China’s central bank has devalued the Yuan by nearly 3% against the US dollar to boost exports and take it a step closer to becoming an official reserve currency.
Industrial production, investment and retail sales data for China in July were weaker than expected, while weekend figures showed Chinese exports tumble 8.3% in July, their biggest drop in four months. After a string of figures showing weakening output growth since last year, the authorities have come under intense pressure internally to address the slowdown with a dramatic policy shift.
Exporting giant China has devalued its currency to boost exports.

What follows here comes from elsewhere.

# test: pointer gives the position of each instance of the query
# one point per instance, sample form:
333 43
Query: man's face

Since the beginning of the year, figures show a devaluation of 3.0% against currency major USD to exchange at 0.156008 USD for 1 CNY compared to 0.16113 USD for 1 CNY in January.

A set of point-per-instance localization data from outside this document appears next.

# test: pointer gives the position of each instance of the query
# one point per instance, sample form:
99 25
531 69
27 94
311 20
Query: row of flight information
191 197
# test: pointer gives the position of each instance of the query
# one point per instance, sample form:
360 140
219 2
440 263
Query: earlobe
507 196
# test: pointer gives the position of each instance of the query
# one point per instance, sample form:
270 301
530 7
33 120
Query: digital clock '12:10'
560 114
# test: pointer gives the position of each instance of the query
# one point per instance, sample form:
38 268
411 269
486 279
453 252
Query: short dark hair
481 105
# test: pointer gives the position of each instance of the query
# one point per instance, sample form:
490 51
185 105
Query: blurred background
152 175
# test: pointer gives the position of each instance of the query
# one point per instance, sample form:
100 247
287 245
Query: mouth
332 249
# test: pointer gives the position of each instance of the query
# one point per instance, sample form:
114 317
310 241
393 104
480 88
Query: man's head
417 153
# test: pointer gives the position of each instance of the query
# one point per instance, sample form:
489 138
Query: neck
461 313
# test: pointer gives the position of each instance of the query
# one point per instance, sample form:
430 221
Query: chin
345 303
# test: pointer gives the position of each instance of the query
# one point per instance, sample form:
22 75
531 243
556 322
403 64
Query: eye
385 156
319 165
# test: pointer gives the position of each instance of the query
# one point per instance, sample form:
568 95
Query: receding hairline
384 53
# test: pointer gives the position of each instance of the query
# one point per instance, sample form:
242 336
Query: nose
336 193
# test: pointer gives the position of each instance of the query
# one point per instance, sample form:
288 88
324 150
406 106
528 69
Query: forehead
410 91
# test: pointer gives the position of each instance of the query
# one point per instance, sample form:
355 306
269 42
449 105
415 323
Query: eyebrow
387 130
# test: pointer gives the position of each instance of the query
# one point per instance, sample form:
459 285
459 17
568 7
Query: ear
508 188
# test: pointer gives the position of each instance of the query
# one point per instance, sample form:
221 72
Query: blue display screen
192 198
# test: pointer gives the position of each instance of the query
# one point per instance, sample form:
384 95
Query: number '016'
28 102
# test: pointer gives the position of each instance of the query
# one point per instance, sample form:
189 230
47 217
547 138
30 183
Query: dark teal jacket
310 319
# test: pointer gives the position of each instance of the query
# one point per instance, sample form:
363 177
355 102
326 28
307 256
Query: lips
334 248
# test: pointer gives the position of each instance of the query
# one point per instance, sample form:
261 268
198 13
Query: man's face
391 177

China being an export giant, devaluating the Yuan will be favourable for its balance of payments, given that export levels will be boosted and there will be increased activity levels in the country.
Mauritius is mainly an importing nation with imports at Rs 172.3 billion for 2014 out of which China accounted for 16.1% of imports for an amount of Rs 27.8 billion.
Just after India, which is Mauritius’ main source country for imports, comes China.
Mauritius pays for its exports in USD normally, and, therefore, devaluation of Yuan may signal a favourable change for Mauritius on the imports front as overseas purchases from China will cost less.
The other side of the coin shows that Mauritius exports seafood products to China shall be less competitive with Yuan devaluation.
Accordingly, on the exports market, Mauritius exports stood at Rs 96.6 billion in 2014. The island’s exports comprise mainly of clothing, textiles, sugar, cut flowers, molasses and fish towards the European Union and some other countries as well.
China being a big competitor on the export market, the Asian nation will now have a greater competitive edge with the Yuan devaluation.
Mauritian exports of textile and clothing may be at risk, given the island’s export destinations are mainly the United States and European counties. Now, given that China is a major exporter of textile and clothing, the small market share Mauritius holds in this market may be at threat.
Another segment is the tourism sector, where there has been major growth of 51.2% in Chinese tourists to Mauritius on a yearly basis in 2014 over 2013, with China capturing 6.0% of the total tourist arrivals to the island.
A weaker Yuan shall reduce spending power of Chinese and might impact the level of tourist arrivals from this market which is likely to impact Mauritius tourist earning receipts as well.